Chats tricolores

Naguère les animaux, comme les hommes, avaient leurs fêtes, à dates fixes. Fêtes durant lesquelles ils se rassemblaient pour se mieux connaître, se réjouir, festoyer, danser. Les dissensions et querelles étaient, pour un temps, mises de côté. Ainsi les hommes, ainsi les bêtes.

Dans la Combe à proximité, les animaux se réunissaient à côté d’une source formant un ru. Les moutons mollement étendus sur l’herbe goûtaient la solitude, les renards et les loups devisaient appuyés contre les arbres, inventant des fables, les oiseaux de nuit et de jour organisaient des chorales en matinée et en soirées, les chevreuils chahutaient en compagnie des sangliers (leurs traces sont bien visibles), les chiens câlinaient les lapins, même les chiens errants renonçaient à leur cruauté habituelle. Les chats sauvages ronronnaient en compagnie des gouttières, européens et autres abyssins.

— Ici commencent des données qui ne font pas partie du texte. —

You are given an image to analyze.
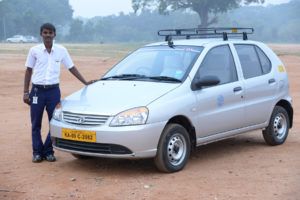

À l’époque dont je vous parle, les ours, les lions, les rennes, les mammouths et les aurochs avaient déjà disparu. On évoquait leur mémoire.

Quelle émotion de contempler côte à côte toutes ces espèces, également magnifiques, attestant  la variété et la beauté du monde.

Hélas, près de ce lieu existait un méchant homme. Son visage joufflu comme celui des anges dissimulait un cœur noir, une âme aigre.

Envieux, mesquin, borné, toujours il cherchait à nuire à tout un chacun et aux choses. Il battait la campagne, basculait des pierres patiemment assemblées pour faciliter un travail, lâchait son bétail pour détruire les murets des chemins, écraser les fleurs des jardins, rogner l’écorce des arbres. Il déplaçait une clôture mitoyenne pour accaparer un mètre alors qu’il possédait plus de terre qu’il ne pouvait en entretenir. Il barrait les chemins pour que les voyageurs se rompent le coup. Bref, un nuisible qui avait dressé son troupeau au mal par des pratiques que la morale réprouve et qu’au demeurant les pauvrets n’appréciaient guère, à en juger par les cris qu’ils poussaient.

Ce triste individu décida de chasser les animaux, le jour de la Fête parce qu’ils étaient chez lui ! Depuis toujours, la faune s’était  rassemblée là. Lui, par contre, venait d’ailleurs, répétant à l’envie qu’il n’aimait ni ce pays ni ses habitants.

Il les harcela, insulta, menaça et l’harmonie cessa. Les loups lorgnaient méchamment les agneaux, les renards s’approchaient sournoisement des oiseaux, les chiens mordaient les chats. Tout dégénéra en bagarres et hurlements.

Au cœur de cette tourmente, un renard poursuivit un agneau, un loup poursuivit le renard. Ils finirent par se rejoindre dans un tourbillon de poussière, de poils et de sang.

À la nuit, la lune blafarde découvrit l’affreux carnage.

Ceux qui le pouvaient partaient traînant la patte, léchant leurs blessures, se promettant de ne jamais plus revenir.

Au centre du cercle que l’agneau, le renard et le loup avaient labouré, se nichait une petite pelote de poils blancs, roux et noirs, très douce. Un rayon de lune la caressa délicatement.

La lune, complexée par rapport au soleil -source de vie, de lumière, de chaleur- exerce, à chaque occasion, ses pouvoirs : lors de la coupe des arbres, des cheveux, aux moments des plantations, des marées, dans le corps des femmes. Ce rayon, à peine tiède, parvint, à force de douceur, à donner vie à la petite boule de poils. Ce fut une sorte de chat arlequin  ou plutôt une chatte afin qu’elle soit infiniment tendre et point querelleuse.

Ainsi les chattes tricolores apparurent dans ce pays puis se répandirent vers tous les lieux où la paix n’existait pas.

Hélas, désormais, leur présence est attestée aux quatre coins du monde.